The government inescapably finds itself in an inequitable position when it is realized that a new record of registry would have been issued in 1943 upon the defendant’s application since the only requirement he would have had to meet related to his then “good moral character” and Reich had attested to its existence when he recommended the defend*919ant’s naturalization on the ground that “there was no legal evidence in the file which would sustain an objection” since the defendant’s criminal record was “outside the statutory period” and had been made “10 years prior to the time of the defendant’s petition for naturalization”. If the defendant’s more than 10-year old criminal record did not create a bar to naturalization it follows that it would have not barred granting of a new registry.

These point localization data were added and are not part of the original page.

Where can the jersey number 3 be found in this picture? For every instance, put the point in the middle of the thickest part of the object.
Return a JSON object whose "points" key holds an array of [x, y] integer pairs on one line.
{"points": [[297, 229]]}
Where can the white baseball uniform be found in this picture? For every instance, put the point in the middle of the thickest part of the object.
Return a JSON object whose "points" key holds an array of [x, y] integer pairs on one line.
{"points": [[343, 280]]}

Moreover, the defendant had no reason to believe that a new registry certificate was required. He had acquitted himself of the duty to divulge all relevant information to the government. He was entitled to assume that his case now rested with the government and that it would inform him of any infirmity in his application and if necessary oppose his naturalization on the basis of such infirmity.
It must be remembered that we are here concerned not with a naturalization proceeding where a privilege is sought, but with an action to denaturalize. As such the burden lies heavily with the government to cut square corners. The Supreme Court has spoken clearly and often on the independent close scrutiny that courts should make in such proceedings. Schneiderman v. United States, 1943, 320 U.S. 118, 122, 63 S.Ct. 1333, 87 L.Ed. 1796; Klapprott v. United States, 1949, 335 U.S. 601, 612, 69 S.Ct. 384, 93 L.Ed. 266.
Furthermore it is relevant to note that the defendant was naturalized under the liberal provisions of the Nationality Act of 1940, designed specifically for those in the armed forces.19 This circumstance strengthens our conviction that the government has established no tenable basis for this action.
We are fully aware of the unsavory background of this particular defendant. But the very fact that extrinsic considerations may operate to make the government zealous in its prosecution should make the courts equally zealous to see that there be conformance to the letter and spirit of the naturalization laws.
No criticism is implied of the Justice Department’s “deportation program” with respect to naturalized racketeers, noted in the Supreme Court’s recent opinion in Shaughnessy v. United States ex rel. Aecardi, 349 U.S. 280, 75 S.Ct. 746, but no matter how worthy the cause or its objective, the courts cannot lose sight of the fact that this is a government by law and not men nor against men.
The courts must be less concerned with what one undesirable citizen can do if he is permitted to retain his citizenship and residence in this country than with what one bad precedent-making decision can do.20
For the reasons stated the judgment of the District Court will be reversed and vacated.